On Fri, Jun 05, 2015 at 10:57:03AM +0000, Wan, Kaike wrote:
> > Why doesn't this follow the usual netlink usage idioms? I don't
> > see a single nla_put or nla_nest_start, which, based on the RFC,
> > is what I expect to see. Don't home brew net link message
> > construction without a really great reason.
>
> The only reason why we did not use nla_put is to avoid data
> copying. For example, to translate the input struct ib_sa_path_rec
> into struct ib_user_path_rec, we directly use the skb buffer
> reserved for the pathrecord attribute as the destination
> (ib_nl_set_path_rec_attr()) of ib_copy_path_rec_to_user, which is
> essentially the guts of nla_put. To use nla_put directly, we would
> have to use a temp buffer to hold ib_user_path_rec and then copy it
> to the skb.
Okay, but isn't that what nla_reserve is for?
> > I am very surprised to see this layered under send_mad, all the
> > context is lost at that point, and it makes it impossible to
> > provide all the non-IB context (IP addrs, netdevs, QOS, etc)
>
> As Sean pointed out in a separate e-mail, this provides benefits to
> more applications. Currently, rdma_cm, ipoib, and SRP calls
> ib_sa_path_rec_get() to query pathrecord.
Yes, I saw Sean's comment, and I am glad we all understand there are
only 3 callers.
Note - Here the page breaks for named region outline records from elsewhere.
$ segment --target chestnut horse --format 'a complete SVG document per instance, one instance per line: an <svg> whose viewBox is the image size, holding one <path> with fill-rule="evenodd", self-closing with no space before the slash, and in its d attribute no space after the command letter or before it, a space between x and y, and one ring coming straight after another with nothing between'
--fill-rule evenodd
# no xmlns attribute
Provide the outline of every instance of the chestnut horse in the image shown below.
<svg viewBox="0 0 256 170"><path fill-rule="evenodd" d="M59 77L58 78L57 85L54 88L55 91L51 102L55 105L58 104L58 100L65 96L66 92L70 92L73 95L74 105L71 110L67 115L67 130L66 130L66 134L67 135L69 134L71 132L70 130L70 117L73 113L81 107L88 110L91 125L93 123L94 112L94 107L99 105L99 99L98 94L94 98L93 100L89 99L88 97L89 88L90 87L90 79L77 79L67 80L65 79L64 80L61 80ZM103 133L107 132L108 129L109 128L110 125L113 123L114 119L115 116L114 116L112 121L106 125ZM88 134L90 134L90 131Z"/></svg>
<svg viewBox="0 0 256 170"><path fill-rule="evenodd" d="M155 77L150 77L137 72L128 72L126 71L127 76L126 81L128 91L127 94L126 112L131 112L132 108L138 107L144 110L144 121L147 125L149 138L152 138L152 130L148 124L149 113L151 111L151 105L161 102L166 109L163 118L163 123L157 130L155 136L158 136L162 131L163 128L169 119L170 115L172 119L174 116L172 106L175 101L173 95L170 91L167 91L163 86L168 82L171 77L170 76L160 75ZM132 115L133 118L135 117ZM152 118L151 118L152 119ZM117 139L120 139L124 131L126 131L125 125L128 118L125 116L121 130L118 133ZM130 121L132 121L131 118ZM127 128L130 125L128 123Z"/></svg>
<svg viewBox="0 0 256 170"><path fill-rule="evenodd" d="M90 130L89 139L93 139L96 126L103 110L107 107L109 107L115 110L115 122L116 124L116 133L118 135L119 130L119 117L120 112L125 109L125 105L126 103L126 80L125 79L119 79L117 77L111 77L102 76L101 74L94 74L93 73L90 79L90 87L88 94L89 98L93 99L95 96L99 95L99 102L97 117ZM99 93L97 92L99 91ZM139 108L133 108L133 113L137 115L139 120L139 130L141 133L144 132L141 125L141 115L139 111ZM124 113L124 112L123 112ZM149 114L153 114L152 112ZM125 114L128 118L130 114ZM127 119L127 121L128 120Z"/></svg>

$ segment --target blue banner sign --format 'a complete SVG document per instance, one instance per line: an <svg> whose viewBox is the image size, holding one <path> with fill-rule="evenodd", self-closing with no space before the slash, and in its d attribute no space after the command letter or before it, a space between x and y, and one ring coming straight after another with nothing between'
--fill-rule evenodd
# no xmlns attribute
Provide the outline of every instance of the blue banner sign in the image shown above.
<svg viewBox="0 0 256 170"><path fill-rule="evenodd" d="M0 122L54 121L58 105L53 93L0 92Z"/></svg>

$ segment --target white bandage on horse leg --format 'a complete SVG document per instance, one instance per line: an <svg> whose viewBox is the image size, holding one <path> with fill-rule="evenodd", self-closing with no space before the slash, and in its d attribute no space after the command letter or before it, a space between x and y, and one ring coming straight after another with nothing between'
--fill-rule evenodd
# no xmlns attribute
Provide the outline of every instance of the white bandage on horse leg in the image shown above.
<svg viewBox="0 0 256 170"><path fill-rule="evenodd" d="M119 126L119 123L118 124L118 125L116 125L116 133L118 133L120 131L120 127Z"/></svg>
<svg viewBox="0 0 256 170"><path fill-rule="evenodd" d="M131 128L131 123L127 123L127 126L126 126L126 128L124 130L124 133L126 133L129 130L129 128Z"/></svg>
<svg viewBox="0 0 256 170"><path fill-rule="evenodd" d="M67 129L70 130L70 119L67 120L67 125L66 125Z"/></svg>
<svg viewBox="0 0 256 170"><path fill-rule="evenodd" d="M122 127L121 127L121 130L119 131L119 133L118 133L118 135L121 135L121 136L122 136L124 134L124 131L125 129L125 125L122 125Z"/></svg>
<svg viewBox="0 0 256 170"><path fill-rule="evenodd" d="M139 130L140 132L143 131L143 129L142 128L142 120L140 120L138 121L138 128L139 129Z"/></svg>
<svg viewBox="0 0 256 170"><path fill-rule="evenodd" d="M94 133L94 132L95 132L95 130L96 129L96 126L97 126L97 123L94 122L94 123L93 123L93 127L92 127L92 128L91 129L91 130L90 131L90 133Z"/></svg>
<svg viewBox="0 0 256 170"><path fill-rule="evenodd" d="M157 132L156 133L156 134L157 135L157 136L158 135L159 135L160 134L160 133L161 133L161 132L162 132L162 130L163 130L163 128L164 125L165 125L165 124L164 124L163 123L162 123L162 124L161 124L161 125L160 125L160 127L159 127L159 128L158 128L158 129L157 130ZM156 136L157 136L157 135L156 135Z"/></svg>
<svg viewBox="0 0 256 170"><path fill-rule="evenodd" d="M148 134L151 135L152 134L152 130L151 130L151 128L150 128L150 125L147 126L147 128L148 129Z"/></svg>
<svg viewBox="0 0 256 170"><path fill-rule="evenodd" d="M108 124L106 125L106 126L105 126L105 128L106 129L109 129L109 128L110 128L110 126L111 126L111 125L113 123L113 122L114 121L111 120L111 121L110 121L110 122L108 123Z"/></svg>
And looking at the callers there are only a small
number of elements being used:
rdma cm:
IB_SA_PATH_REC_DGID | IB_SA_PATH_REC_SGID |
IB_SA_PATH_REC_PKEY | IB_SA_PATH_REC_NUMB_PATH |
IB_SA_PATH_REC_REVERSIBLE | IB_SA_PATH_REC_SERVICE_ID;
IB_SA_PATH_REC_QOS_CLASS;
IB_SA_PATH_REC_TRAFFIC_CLASS
ipoib:
IB_SA_PATH_REC_DGID |
IB_SA_PATH_REC_SGID |
IB_SA_PATH_REC_NUMB_PATH |
IB_SA_PATH_REC_TRAFFIC_CLASS |
IB_SA_PATH_REC_PKEY,
srp:
IB_SA_PATH_REC_SERVICE_ID |
IB_SA_PATH_REC_DGID |
IB_SA_PATH_REC_SGID |
IB_SA_PATH_REC_NUMB_PATH |
IB_SA_PATH_REC_PKEY,
So, rather than a SA mad in netlink, I'd suggest actually using
extensible netlink here and define the query cleanly using nested
attributes:
RDMA_OP_RESOLVE (request)
GIDS
SERVICE_ID
QOS/TCLASS
PKEY
QP TYPE (aka reversible)
RDMA_OP_RESOLVE (reply)
IB_PATH
IB_PATH
IB_PATH
This could probably still be done under send_mad, and if you don't
want to finish the job then that is probably fine.
The reason to prefer native netlink format as a UAPI is because it is
more specific. It is very hard to process a general SA Path Record
query mad, there are many combinations and many wonky attributes. That
makes implementing a correct/future proof user space client
unnecessarily hard. With native netlink we can define our own
conventions for UAPI extension.
.. and with only 3 callers we don't have a huge burden to shift if a
kAPI needs to change to make this natural ..
> In addition, this does not preclude optimization in other locations
> in the kernel in the future.
Confused. Adding new netlink attributes is not an optimization, it is
a UAPI enhancement.
> > Confused why all sorts of LS_NLA_PATH_F_X are defined but only
> > LS_NLA_PATH_F_USER is referenced. What does F_USER even mean?
>
> it indicates that the format of the attribute is struct
> ib_user_path_rec instead of packed MAD wire format (or struct
> ibv_path_rec in user space). This has been documented in the
> original RFC.
Why do we need two formats in the uapi? Drop the !user one.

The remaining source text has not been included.